The Cleveland Browns front office believes in the process. Cleveland Browns fans seemingly believe in Carson Wentz. And Hue Jackson doesn’t believe in any of his quarterbacks. This is the state of Cleveland football seven weeks into the 2017 season.

After Wentz demonstrated incredible escapability while throwing for four TDs against a strong divisional rival on Monday Night Football, Browns fans decided the Cleveland front office is ill-suited for the massive task at hand. The team’s infatuation with “analytics” cost them a franchise quarterback. The number crunchers need to go. All the analytics and Ivy League degrees won’t help the Browns find a franchise quarterback. The 1-22 record says it all. But does it?

Set aside the Wentz debate, because, frankly, the Browns front office has moved on. They’ve wiped the slate clean. Fans should too. Rebuilding the Browns is not about a lawyer and baseball guy making football decisions. It’s about retooling an organization far behind its peers. And no 0-7 season, even on the heels of a hideous 1-15 campaign, should knock the Browns from their process.

Framework for Decisions
The baseball guy and the lawyer aren’t the only ones making player personnel decisions. The Browns employ Andrew Berry and Ken Kovash as VPs of Player Personnel. They oversee a department of 35 people responsible for the selection and development of NFL-caliber talent. Paul DePodesta and Sashi Brown aren’t calling all the shots. They’re building the framework for making sure the Browns build a sustainable approach to maintaining an NFL caliber roster – once they have it. And until they have a viable roster, they need picks. Lots and lots of picks.

But analytics isn’t just about who to select. It’s about the how. Teams can add, on average, 2-3 starting caliber players to the roster per draft cycle. Assuming the current Browns inherited five starters from previous regimes, it’d take the Browns between five to eight years to field a complete set of starters capable of winning in the NFL through a standard seven pick draft. Plan 2025 won’t sell season tickets. So the Browns have been on the lookout to accelerate the process with picks. They’ve been very public about it. My guess is that while they won’t publicly say it, this plan is about 2020 if they find success through their draft process and augment via free agency.

Evaluating Results
Consider the table above. The left side shows the probability of a player drafted in the round becoming a starter. Green players represent clear-cut starters for the Browns. Red players represent starting caliber players in need of some seasoning and/or development. After two drafts, the Browns added the equivalent of twelve starting caliber players. Slightly ahead of the expected six. On a roster of 53 guys, it can be hard to view this as progress. But it is happening. Albeit slowly. The front office tore this team down to the studs.

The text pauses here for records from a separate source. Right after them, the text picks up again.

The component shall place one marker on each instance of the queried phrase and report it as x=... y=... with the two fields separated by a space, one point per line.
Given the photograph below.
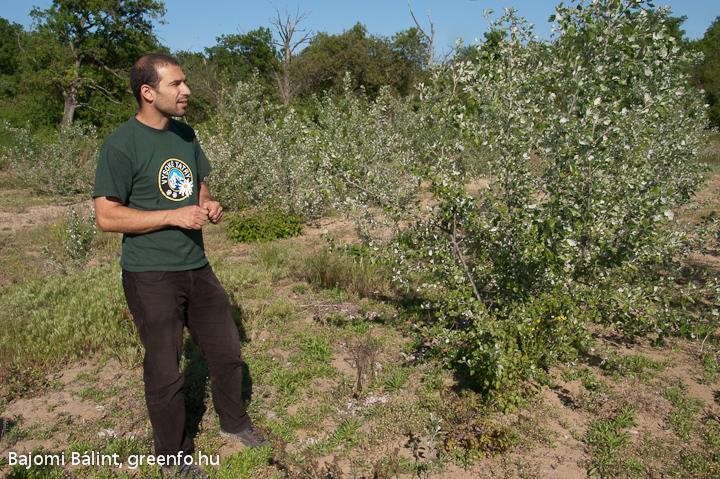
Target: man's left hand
x=215 y=211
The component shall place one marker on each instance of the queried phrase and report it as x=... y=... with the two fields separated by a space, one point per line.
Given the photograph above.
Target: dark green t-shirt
x=149 y=169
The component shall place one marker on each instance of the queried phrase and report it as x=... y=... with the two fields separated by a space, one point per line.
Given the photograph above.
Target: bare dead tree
x=430 y=38
x=287 y=30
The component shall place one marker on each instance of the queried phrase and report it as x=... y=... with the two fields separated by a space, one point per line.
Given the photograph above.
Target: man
x=150 y=186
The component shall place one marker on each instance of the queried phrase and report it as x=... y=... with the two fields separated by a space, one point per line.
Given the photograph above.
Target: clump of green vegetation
x=607 y=441
x=52 y=320
x=469 y=432
x=635 y=365
x=75 y=239
x=337 y=269
x=262 y=226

Still, the high-profile misses at quarterback, the skill positions, and free agency (Kenny Britt) have hurt the on-field product. Most teams hide and/or cut their mistakes. The Browns play them on Sunday have no choice but to play them for the immediate future. A closer look suggests the Browns might just be doing OK rebuilding the defensive front and offensive line. And in an accelerated fashion. But the process clearly needs to be reworked on the outside when it comes to defensive backs, wide receivers, and quarterback. In the end, the front office will be considered a success if they deliver the franchise quarterback this franchise so desperately needs. But this can’t be the only criteria.

What Next?
Three years to rebuild the Browns isn’t realistic. The Moneyball front office has to know this. No matter how painful this drawn-out process might be, it has to be done. And the bad deals need to be chalked up to learning experiences. No doubt it will take considerable time. At least five drafts. And probably one or two more Carson Wentz’s.